Moustakis: I never thought I would write a book set in the 1950s. There was a lot of research that went into trying to portray the time period, about the long road to statehood, segregation and discrimination in Anchorage, Alaska Native history, the 1918 flu pandemic, the Great Depression, the droughts, the Cold War, Korean War, World War II, women’s maternity health and the polio epidemic. You can spend hours researching one detail that might make it into one sentence, but there is satisfaction in getting that one detail right. And of course there is the frustration of not being able to use all of your research in your project.
Swearingen: How did your research on the history of Alaskan statehood and homesteading influence the narrative?
Moustakis: I’m still learning about the history of homesteading in Alaska as I begin to think about the sequel to this novel. I discovered less than 1% of the land in Alaska was homesteaded, but that percentage was a part of the large amount of land claimed by the Federal government and essentially stolen from Alaska Natives. Another discovery was that an even larger amount of land was stolen by the new state government. As Marie and Lawrence learn more about each other and themselves and their life in Point MacKenzie, they learn more about Alaska’s history, which complicates their ideas of land ownership. They are outsiders and have romantic notions of homesteading that were popular at the time. Marie, like my grandmother, is from Texas and went to visit her sister in Anchorage and ended up staying. Lawrence, like my grandfather, had moved to Alaska from Minnesota. They also have romantic notions of statehood and how it will benefit them. So I wanted to include characters who would have differing opinions about statehood based on this history of U.S. governments taking land without regard for the indigenous populations who had always lived there.
Swearingen: Though the story centers on Marie and Lawrence, you populate the book with fascinating secondary characters like Marie’s sister and brother-in-law, who help to open the story to the larger world beyond the homestead. How did you approach the world-building and populating of this book?

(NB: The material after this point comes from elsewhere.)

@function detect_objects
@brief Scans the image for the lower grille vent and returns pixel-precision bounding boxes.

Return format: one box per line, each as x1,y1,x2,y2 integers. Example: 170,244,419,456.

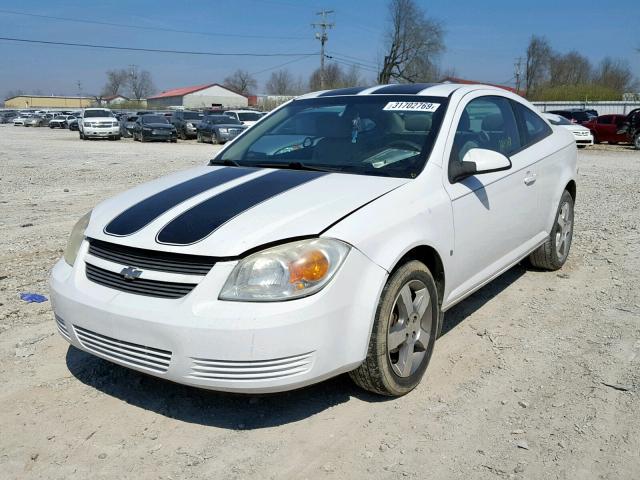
189,352,313,381
73,326,171,373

Moustakis: I wanted to add in real people who Lawrence and Marie might have encountered at that time. So Peggy and George Brown did start and own The Lucky Wishbone restaurant, and my grandmother remembered going there. The place is actually still open and I had dinner there with my grandmother once. Walt Teeland owned Teeland’s Country Store in Wasilla. Shem Pete, who was a respected Dena’ina Athabascan elder and storyteller, lived in Nancy Lake, about thirty-four miles from the Knik-Fairview area and he travelled widely, so having my characters meet him through a small business owner in Knik was not impossible. I would look at newspapers to find possible news that characters would have read in the newspaper and talk about in a bar. It was exciting to find a detail like the launch of Sputnik and have a character mention it. Each chapter moves forward a month so I was always taking stock of what could happen in the daily life, in that season, what animals might be around and what they might be doing, what was happening to the trees, and in the sky.
Swearingen: The trees and the sky and the animals. Your descriptions of the natural world are one of the many delights of Homestead. Melinda, It’s been such a pleasure to read your work over the years. Thank you for speaking with me today and giving us a peek into your writing process.